Successful alternative vaccination with BNT162b2 mRNA COVID-19 vaccine for new-onset IgA vasculitis after receiving mRNA-1273-case report.

To the Editor,

We previously presented the first known case of kidney biopsy-proven new-onset IgA vasculitis following vaccination with the mRNA-1273 (Moderna) coronavirus disease 2019 (COVID-19) vaccine [1]. Though rare, a wide variety of adverse events have been reported during vaccination campaigns conducted worldwide, including new-onset and recurrent cases of glomerulonephritis [2]. It remains unclear whether third and fourth vaccinations are safe for patients with glomerulonephritis that develops or shows a flare-up after receiving a COVID-19 vaccine. We present here follow-up findings of our previously reported case showing no development of symptoms related to IgA vasculitis or COVID-19 after receiving a third vaccination with BNT162b2 mRNA (Pfizer-BioNTech) COVID-19.

A 47-year-old male was presented with purpuric eruptions on the legs and dorsal regions of the feet at 19 days after receiving the first mRNA-1273 COVID-19 vaccination injection and again 15 days after the second injection. Twenty-eight days after that second vaccination, urinalysis results showed severe proteinuria and occult blood. Kidney biopsy results led to a diagnosis of newly developed IgA vasculitis after receiving a COVID-19 vaccination. The clinical course following the kidney biopsy is presented in Fig. 1. Intravenous methylprednisolone at 1000 mg was given for three days, after which oral prednisolone (50 mg/day) was prescribed, with kidney function and urinary protein improved during the following period. According to government policy, six months is the recommended interval between the second and third vaccination. At 235 days after the second vaccination, oral prednisolone was tapered to 7.5 mg/day, without IgA vasculitis flare-up. The patient wished to receive a third vaccination to avoid COVID-19 infection and the BNT162b2 mRNA COVID-19 vaccine was selected for that. Fortunately, there has been no recurrence of IgA vasculitis nor COVID-19 infection since that time.

Fig. 1

Clinical course. Intravenous methylprednisolone at 1000 mg was initiated for three days, followed by oral prednisolone (50 mg/day), after which kidney function and urinary protein showed remarkable improvements. At 235 days after the second vaccination with mRNA-1273 (Moderna), he received BNT162b2 mRNA (Pfizer-BioNTech) as the third vaccination. To date, there has been no recurrence of IgA vasculitis nor infection with COVID-19

The number of COVID-19 cases worldwide remains high and a seventh wave of infections has recently developed in Japan. It has reported that individuals with glomerulonephritis had higher overall rates of mortality and acute kidney injury as compared to a control group [3]. Thus, additional vaccination is considered important for glomerulonephritis cases.
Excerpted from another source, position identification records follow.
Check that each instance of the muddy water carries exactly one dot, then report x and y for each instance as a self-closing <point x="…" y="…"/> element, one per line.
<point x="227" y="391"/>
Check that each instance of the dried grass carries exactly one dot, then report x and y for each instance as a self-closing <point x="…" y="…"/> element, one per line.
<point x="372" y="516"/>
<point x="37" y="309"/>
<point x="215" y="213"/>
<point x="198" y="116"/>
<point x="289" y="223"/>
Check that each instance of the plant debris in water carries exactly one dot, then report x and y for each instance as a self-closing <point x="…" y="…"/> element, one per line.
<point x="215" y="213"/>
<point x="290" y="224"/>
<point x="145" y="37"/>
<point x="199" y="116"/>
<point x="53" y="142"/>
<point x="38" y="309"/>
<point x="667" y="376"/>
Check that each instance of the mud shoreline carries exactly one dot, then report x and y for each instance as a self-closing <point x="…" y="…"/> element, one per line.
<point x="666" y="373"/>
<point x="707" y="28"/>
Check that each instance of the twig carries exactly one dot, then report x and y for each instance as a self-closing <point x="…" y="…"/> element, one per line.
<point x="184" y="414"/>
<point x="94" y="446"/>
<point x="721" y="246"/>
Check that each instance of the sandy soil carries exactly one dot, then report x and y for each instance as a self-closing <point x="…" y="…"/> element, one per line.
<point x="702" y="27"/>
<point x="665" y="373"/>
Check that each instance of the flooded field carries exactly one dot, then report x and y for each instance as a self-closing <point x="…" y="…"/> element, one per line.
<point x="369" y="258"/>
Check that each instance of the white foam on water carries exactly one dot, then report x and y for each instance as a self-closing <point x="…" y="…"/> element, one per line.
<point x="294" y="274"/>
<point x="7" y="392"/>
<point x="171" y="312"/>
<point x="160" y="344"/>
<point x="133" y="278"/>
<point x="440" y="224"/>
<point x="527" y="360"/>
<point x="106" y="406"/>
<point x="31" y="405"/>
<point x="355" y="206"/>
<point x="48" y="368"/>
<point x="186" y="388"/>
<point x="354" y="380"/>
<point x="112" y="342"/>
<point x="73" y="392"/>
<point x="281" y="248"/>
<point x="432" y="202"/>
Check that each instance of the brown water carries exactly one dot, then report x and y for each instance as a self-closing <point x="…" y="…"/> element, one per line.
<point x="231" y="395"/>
Immunosuppressive therapy is a concern for patients with glomerulonephritis. Previous study noted that following a second mRNA base COVID-19 vaccination, glucocorticoid monotherapy did not interfere with antibody acquisition for the SARS-CoV-2 S receptor-binding domain protein [4]. Furthermore, it should be noted that glucocorticoid use at higher doses (≥ 10 mg/day) is associated with severe disease and COVID-19-related death, and requires hospitalization [5]. Physicians must be careful when administering immunosuppressive therapy for glomerulonephritis patients in regard to possible COVID-19-associated events and antibody acquisition.
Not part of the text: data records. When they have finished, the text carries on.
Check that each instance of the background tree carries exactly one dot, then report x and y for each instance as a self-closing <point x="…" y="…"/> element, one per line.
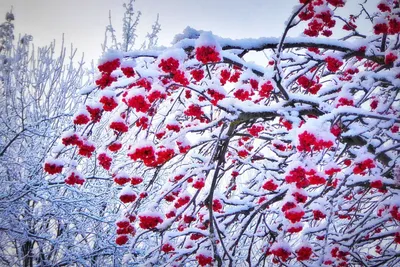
<point x="45" y="221"/>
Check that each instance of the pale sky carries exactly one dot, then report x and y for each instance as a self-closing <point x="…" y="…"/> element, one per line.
<point x="83" y="21"/>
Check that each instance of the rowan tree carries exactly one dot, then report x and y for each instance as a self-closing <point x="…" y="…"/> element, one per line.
<point x="220" y="161"/>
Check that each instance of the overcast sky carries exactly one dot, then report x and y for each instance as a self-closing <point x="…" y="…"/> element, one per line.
<point x="83" y="21"/>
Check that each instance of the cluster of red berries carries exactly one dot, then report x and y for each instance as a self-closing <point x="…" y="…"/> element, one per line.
<point x="74" y="178"/>
<point x="106" y="69"/>
<point x="207" y="54"/>
<point x="333" y="64"/>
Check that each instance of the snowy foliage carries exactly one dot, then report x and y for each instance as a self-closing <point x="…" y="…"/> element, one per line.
<point x="220" y="161"/>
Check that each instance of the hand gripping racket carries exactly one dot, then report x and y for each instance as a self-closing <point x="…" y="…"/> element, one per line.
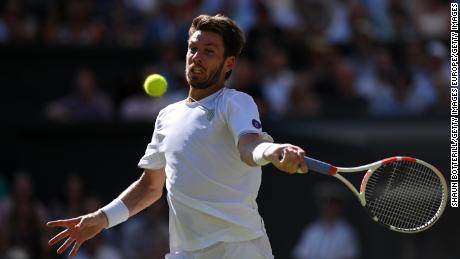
<point x="404" y="194"/>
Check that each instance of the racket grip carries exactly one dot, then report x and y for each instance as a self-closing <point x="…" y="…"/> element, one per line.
<point x="320" y="166"/>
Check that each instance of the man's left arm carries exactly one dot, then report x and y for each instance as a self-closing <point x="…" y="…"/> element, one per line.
<point x="254" y="151"/>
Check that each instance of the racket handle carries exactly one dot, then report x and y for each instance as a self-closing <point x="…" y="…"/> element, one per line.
<point x="320" y="166"/>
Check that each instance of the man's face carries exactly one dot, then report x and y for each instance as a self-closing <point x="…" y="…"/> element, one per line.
<point x="206" y="65"/>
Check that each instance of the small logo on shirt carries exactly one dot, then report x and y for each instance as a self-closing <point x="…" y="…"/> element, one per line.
<point x="256" y="124"/>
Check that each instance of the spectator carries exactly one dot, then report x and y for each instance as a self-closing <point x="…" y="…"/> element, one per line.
<point x="330" y="236"/>
<point x="24" y="219"/>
The lower amount of mRNA contained in the BNT162b2 mRNA as compared to the mRNA-1273 vaccine might be a factor contributing to lack of IgA vasculitis developing in the present patient. Additionally, the possibility that oral prednisolone administration suppressed IgA vasculitis flare-up cannot be excluded. Nevertheless, administration of the BNT162b2 mRNA COVID-19 vaccine as an alternative to mRNA-1273 COVID-19 was successful. Additional case reports and investigations are needed to confirm the efficacy and safety of alternative vaccination options for patients with glomerulonephritis.